LSU has appealed, contesting only the award for future medical care and related benefits between the date of injury and the date of the verdict, and the award for economic loss.

DISCUSSION

Regarding the appellate review of an award of general damages, our supreme court has stated:

It is well-settled that vast discretion is accorded to the trier of fact in fixing general damage awards. La. Civ. Code art. 2324.1; Duncan v. Kansas City Southern Railway Co., 00-0066 (La. 10/30/00), 773 So.2d 670. This vast discretion is such that an appellate court should rarely disturb an award of general damages. Youn v. Maritime Overseas Corp., 623 So.2d 1257, 1261 (La.1993), cert. denied, 510 U.S. 1114, 114 S.Ct. 1059, 127 L.Ed.2d 379 (1994). Thus, the role of the appellate court in reviewing general damage awards is not to decide what it considers to be an appropriate award, but rather to review the exercise of discretion by the trier of fact. Youn, 623 So.2d at 1260.
The initial inquiry, in reviewing an award of general damages, is whether the trier of fact abused its discretion in assessing the amount of damages. Cone v. National Emergency Serv. Inc., 99-0934 (La. 10/29/99), 747 So.2d 1085, 1089; Reck v. Stevens, 373 So.2d 498 (La. 1979). Only after a determination that the trier of fact has abused its “much discretion” is a resort to prior awards appropriate, and then only for the purpose of determining the highest or lowest point which is reasonably within that discretion. Coco v. Winston Indus., Inc., 341 So.2d 332 (La. 1976).

Purvis v. Grant Parish School Bd., 2013-1424, pp. 6-7 (La. 2/14/14), 144 So.3d 922, 927-8.
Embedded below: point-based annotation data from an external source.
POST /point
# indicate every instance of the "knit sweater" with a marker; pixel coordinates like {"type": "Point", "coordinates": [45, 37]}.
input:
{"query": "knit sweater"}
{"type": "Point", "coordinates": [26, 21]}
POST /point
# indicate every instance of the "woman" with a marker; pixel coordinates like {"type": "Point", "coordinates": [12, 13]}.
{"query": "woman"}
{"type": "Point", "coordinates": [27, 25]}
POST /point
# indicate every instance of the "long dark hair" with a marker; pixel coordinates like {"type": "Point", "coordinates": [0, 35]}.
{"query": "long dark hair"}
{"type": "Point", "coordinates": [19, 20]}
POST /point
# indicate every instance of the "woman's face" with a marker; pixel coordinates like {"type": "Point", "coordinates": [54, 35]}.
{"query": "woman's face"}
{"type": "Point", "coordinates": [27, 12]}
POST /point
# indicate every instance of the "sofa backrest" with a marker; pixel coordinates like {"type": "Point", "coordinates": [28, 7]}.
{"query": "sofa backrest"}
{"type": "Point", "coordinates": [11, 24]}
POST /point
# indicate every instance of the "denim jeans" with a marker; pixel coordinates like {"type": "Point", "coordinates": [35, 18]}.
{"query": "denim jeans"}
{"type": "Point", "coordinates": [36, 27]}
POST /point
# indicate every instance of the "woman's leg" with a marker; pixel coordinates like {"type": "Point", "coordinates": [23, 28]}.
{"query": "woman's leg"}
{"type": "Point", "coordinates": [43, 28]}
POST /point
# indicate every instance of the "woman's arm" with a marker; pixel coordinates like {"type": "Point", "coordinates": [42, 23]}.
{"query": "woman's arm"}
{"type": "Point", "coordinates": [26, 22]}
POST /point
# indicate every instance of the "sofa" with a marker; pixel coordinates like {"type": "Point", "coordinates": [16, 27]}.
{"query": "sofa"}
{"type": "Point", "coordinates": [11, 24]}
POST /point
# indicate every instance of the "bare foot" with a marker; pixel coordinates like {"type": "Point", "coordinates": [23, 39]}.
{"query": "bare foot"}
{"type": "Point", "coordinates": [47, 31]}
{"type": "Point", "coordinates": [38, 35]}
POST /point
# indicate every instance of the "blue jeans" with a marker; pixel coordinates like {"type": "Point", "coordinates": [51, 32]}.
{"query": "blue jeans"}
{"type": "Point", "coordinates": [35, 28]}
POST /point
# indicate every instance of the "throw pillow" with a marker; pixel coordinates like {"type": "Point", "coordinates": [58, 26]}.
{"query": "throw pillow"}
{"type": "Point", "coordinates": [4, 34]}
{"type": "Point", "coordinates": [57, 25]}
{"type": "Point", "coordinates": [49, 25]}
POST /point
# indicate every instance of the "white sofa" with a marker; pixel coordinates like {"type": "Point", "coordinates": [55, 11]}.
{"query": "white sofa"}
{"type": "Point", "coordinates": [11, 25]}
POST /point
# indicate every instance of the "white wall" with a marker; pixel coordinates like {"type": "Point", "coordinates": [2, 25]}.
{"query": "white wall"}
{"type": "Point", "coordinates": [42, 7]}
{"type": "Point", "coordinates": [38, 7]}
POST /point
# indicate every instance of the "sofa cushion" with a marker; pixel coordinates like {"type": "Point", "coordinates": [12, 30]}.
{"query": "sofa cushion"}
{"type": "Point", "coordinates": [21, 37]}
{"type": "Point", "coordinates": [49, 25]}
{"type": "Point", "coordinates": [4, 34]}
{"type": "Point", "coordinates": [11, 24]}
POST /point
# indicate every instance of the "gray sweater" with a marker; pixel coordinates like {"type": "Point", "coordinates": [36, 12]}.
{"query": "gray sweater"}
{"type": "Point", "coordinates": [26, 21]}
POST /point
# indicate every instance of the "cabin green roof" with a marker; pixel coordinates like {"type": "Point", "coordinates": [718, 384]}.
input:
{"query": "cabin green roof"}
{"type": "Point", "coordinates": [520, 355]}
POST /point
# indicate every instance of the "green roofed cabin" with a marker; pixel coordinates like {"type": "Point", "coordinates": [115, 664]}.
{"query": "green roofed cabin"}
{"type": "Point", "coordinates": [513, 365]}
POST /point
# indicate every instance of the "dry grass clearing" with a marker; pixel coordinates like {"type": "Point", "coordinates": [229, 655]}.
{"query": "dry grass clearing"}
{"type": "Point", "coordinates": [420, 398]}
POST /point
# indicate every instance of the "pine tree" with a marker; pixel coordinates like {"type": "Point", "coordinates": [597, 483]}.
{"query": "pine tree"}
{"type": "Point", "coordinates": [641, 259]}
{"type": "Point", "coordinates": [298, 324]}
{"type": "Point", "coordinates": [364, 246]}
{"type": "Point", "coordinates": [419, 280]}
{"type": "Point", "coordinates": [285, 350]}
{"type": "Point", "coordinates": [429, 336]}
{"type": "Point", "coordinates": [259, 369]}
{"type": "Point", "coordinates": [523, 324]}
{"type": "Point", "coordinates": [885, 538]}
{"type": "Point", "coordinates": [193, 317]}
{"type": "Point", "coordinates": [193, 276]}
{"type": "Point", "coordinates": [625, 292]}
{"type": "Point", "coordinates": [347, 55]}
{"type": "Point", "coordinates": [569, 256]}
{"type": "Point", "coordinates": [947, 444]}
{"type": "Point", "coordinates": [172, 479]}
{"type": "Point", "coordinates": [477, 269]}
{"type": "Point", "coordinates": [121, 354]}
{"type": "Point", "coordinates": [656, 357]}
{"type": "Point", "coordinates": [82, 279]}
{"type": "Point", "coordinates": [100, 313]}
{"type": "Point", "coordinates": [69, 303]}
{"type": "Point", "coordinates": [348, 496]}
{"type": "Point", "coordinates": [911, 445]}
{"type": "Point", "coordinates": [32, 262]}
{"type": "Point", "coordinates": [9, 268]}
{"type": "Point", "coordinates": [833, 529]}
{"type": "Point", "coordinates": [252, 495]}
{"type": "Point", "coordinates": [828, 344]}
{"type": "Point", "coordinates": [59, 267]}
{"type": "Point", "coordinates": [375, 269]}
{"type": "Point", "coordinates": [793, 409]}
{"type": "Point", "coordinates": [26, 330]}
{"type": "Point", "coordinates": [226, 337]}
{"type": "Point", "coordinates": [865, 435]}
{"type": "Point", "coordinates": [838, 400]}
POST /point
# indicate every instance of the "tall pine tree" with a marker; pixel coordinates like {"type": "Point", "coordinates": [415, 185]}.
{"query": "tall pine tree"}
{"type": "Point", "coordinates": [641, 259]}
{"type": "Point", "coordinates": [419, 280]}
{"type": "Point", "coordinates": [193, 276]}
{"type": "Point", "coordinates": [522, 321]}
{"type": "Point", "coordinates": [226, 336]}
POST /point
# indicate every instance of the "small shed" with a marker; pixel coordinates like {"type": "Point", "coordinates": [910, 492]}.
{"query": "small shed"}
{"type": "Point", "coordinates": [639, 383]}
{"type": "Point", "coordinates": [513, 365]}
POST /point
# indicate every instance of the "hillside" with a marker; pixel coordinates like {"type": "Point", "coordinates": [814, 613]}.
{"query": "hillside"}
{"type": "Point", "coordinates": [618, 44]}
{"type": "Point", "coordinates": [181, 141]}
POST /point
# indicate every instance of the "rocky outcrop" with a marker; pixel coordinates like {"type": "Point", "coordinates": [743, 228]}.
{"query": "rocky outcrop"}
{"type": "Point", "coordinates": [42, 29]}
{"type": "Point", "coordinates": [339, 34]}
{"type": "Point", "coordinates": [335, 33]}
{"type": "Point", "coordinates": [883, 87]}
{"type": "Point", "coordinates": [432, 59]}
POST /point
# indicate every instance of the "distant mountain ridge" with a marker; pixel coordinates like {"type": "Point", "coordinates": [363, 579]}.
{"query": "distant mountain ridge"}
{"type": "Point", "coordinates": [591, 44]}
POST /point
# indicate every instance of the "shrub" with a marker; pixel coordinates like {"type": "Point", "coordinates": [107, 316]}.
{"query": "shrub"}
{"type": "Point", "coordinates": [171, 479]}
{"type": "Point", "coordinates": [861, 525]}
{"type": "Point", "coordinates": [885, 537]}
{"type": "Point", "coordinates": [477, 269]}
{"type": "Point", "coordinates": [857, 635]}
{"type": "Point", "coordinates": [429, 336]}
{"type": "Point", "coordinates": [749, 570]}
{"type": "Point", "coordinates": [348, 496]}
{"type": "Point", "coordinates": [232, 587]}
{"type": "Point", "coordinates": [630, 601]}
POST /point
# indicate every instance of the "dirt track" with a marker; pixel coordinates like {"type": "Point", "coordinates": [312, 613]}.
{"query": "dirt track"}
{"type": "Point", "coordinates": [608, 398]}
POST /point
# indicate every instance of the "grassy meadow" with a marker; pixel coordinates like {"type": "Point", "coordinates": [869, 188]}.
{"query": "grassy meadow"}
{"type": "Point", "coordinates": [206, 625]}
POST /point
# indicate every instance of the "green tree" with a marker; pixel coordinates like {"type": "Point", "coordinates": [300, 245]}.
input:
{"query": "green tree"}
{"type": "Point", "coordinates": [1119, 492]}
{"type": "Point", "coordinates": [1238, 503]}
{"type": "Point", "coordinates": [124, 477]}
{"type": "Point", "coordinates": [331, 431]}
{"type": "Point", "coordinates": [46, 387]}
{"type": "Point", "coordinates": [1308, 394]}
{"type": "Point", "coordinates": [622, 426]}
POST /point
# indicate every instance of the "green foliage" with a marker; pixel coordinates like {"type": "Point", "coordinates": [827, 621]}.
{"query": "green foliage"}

Regarding the appellate review of an award for special damages, our supreme court has stated:

Special damages are those which have a “ready market value,” such that the amount of the damages theoretically may be determined with relative certainty, including medical expenses 14and lost wages. McGee v. A C and S, Inc., 05-1036 (La. 7/10/06), 933 So.2d 770. In reviewing a jury’s factual conclusions with regard to special damages, an appellate court must satisfy a two-step process based on the record as a whole: There must be no reasonable factual *633basis for the trial court’s conclusions, and the finding must be clearly wrong. Guillory v. Ins. Co. of North America, 96-1084 (La. 4/8/97), 692 So.2d 1029.

Kaiser v. Hardin, 2006-2092, pp.11-12 (La. 4/11/07), 953 So.2d 802, 810.

I. Damages for future medical care and related benefits

LSU argues the jury committed manifest error in awarding the amount of $1,455,740 for future medical care and related benefits from the date of injury to the date of the verdict.

La. R.S. 40:1237.1, formerly cited as La. R.S. 40:1299.39, provides:

(2) “Future medical care and related benefits” for the purposes of this Section, means all reasonable medical, surgical, hospitalization, physical rehabilitation, and custodial services, including drugs, prosthetic devices, and other similar materials reasonably necessary in the provision of such services, to which the injured patient is entitled under the provisions of this Section and which each injured patient needs after the date of the injury. “Future medical care and related benefits” as used in this Section shall not be construed to mean nonessential specialty items, or devices of convenience.

“Future medical care and related benefits” encompasses all past, present, and future medical and related care services necessitated by a qualified health care provider’s negligence, not just what is usually thought of as “future” medical needs. Kelty v. Brumfield, 93-1142 (La. 2/25/94), 633 So.2d 1210.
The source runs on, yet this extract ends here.